„Je suis une baleine.“, sagt sie versonnen. Wortlos betritt er das Zimmer. „I am a whale.“ murmelt sie, während sie tippt. Er stellt sich dicht hinter sie. „Du bist ein Wal?“, fragt er vorsichtig und legt seine Hände warm auf ihre Schultern. „Was?“ fragt sie zurück, als sie ihren Blick vom Bildschirm löst und aufsieht. Ihr Scheitel berührt seinen nackten Bauch. „Du bist ein Wal?“, fragt er wieder. „Genau!“, antwortet sie, „Soll ich es dir beweisen?“ Er nickt. Mit zwei Fingern berührt sie eine grüne Fläche auf dem Bildschirm, in der „Check“ steht. Der Rechner gibt einen ermunternden Gong von sich. „You are correct.“ erscheint in großen Lettern auf dem Bildschirm. Sie lächelt fröhlich, er lächelt irritiert.
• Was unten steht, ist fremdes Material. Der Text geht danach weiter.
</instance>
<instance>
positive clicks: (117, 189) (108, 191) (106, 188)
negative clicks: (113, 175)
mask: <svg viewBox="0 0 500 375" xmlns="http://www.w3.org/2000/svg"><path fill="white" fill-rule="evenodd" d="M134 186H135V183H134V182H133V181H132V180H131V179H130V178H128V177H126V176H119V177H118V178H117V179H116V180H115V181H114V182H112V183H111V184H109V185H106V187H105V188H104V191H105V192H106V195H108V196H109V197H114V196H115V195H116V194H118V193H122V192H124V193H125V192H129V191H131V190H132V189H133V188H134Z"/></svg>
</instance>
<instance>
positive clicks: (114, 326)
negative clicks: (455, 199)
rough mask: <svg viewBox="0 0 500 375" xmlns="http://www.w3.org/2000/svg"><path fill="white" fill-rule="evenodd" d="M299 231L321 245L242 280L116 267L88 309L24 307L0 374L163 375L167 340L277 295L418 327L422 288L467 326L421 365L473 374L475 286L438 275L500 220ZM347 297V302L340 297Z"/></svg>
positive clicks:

„Ich bin ein Wal.“, beginnt sie zu erklären, nachdem sie ihre Hände auf seine gelegt hat. „Ich durchstreife die Ozeane. Am liebsten in hunderten Metern Tiefe, dort wo kaum jemals ein Fisch und nie, niemals Sonnenlicht hinkommt. Ich schwimme stundenlang, tagelang, mein Leben lang, abertausende Kilometer weit. Ich will jeden Quadratmeter Ozean bereisen, jede Senke, jede Bank. Mein riesiges Maul ist dabei nie geschlossen. Mit jedem Meter, den ich durch die Tiefen gleite, sauge ich hektoliterweise Meerwasser auf, um jedes Fitzelchen Plankton, das ich erwischen kann herauszufiltern, zu schmecken, zu verdauen, von ihm zu wachsen. Niemals bin ich satt, niemals bin ich zufrieden. Ich werde größer und schwerer und bald bin ich so groß und so schwer, dass mir mein eigenes Gewicht an Land die Lungen zerquetschen würde. Aber da gehe ich nie hin: An Land. Ich bleibe im Wasser, dort, wo keine Menschen sind. Ich will keinen Wegen folgen müssen sondern mich Strömungen hingeben. Ich will nicht höher klettern sondern lieber tiefer sinken. Ich will kein Haus und keinen Unterschlupf, das Meer soll mein Zuhause sein. Nur alle zwei Stunden kehre ich für einen Moment an die Oberfläche zurück um aus- und einzuatmen. Dann gibt es eine riesige Fontäne.“
Er legt die Stirn in Falten, sie lacht. Im bläulichen Licht des Bildschirms sehen ihre Zähne gefährlich aus. „Was machst du?“, will er wissen. „Ich erkläre mich dir, damit du mich verstehst! Darum hast du doch gebeten.“, antwortet sie.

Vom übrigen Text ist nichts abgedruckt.